Wednesday, November 9, 2011

Former DWSD Head Engineer Weighs in on Changes Ordered by Judge Cox

Former Head Water Systems Engineer, Dennis L. Green, P.E., who retired from DWSD in 2009 after more than 40 years of service, recently weighed in on the recent changes ordered by Judge Cox in a Letter to the Editor published by the Detroit Free Press published (here) on November 8, 2011:
U.S. District Judge Sean Cox’s call for structural changes in the Detroit Water Department (“Judge Sean Cox’s ruling” Nov. 5) came on the heels of the disbanding of the DWSD Engineering Division. It’s no coincidence that the decades of struggle with EPA compliance similarly began on the heels of another event involving Engineering.

In 1975, a new Detroit City Charter replaced the tenured chief engineer with a director serving at the pleasure of the mayor and removed the requirement for a Professional Engineer (PE) license.

With civil service tenure’s protection from arbitrary dismissal, the chief engineer could take his objections regarding any ill-conceived policy of the mayor or Board of Water Commissioners to the public without fear of reprisal. A PE license requires an oath to protect the public health and safety, but serving at the pleasure of the mayor, an unlicensed director’s loyalty is to the administration before the public.

Prior to 1975, DWSD had a worldwide reputation for its engineering and operational success, and its professionals dominated the committees writing the industry's standards. Then, without the check and balance between public safety concerns represented by a licensed engineer and the politics of the Board of Water Commissioners, it took only two years for the politicians to wreck the nation's most respected water system, provoking acrimony with its customers and the EPA.

U.S. District Judge John Feikens’ oversight of DWSD was an abject failure. The billing squabbles between DWSD and its suburban customers festered for years. They eventually ended not because of the negotiating skills of his approved politicians and consultants, but as a result of an in-house engineering breakthrough that restored integrity to the billing process.

After years of failure by outside consultants, the Archer administration listened to me, my staff and people doing the actual work.

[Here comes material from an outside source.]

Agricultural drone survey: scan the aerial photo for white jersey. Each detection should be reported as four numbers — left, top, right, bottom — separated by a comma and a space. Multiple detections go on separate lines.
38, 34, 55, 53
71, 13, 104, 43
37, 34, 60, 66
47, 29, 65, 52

Just like creating a credible water bill, creating a functional, efficient and maintainable treatment plant also begins as an engineering problem that can't be solved by imposing capricious court-ordered deadlines on politicians who won't or can't comprehend the problem.

If Judge Cox and Mayor Dave Bing want a working sewage treatment plant, they need to do what the proposed and existing charters fail to do: demand a director with a PE license, and make sure that director has sufficient political independence to do the job.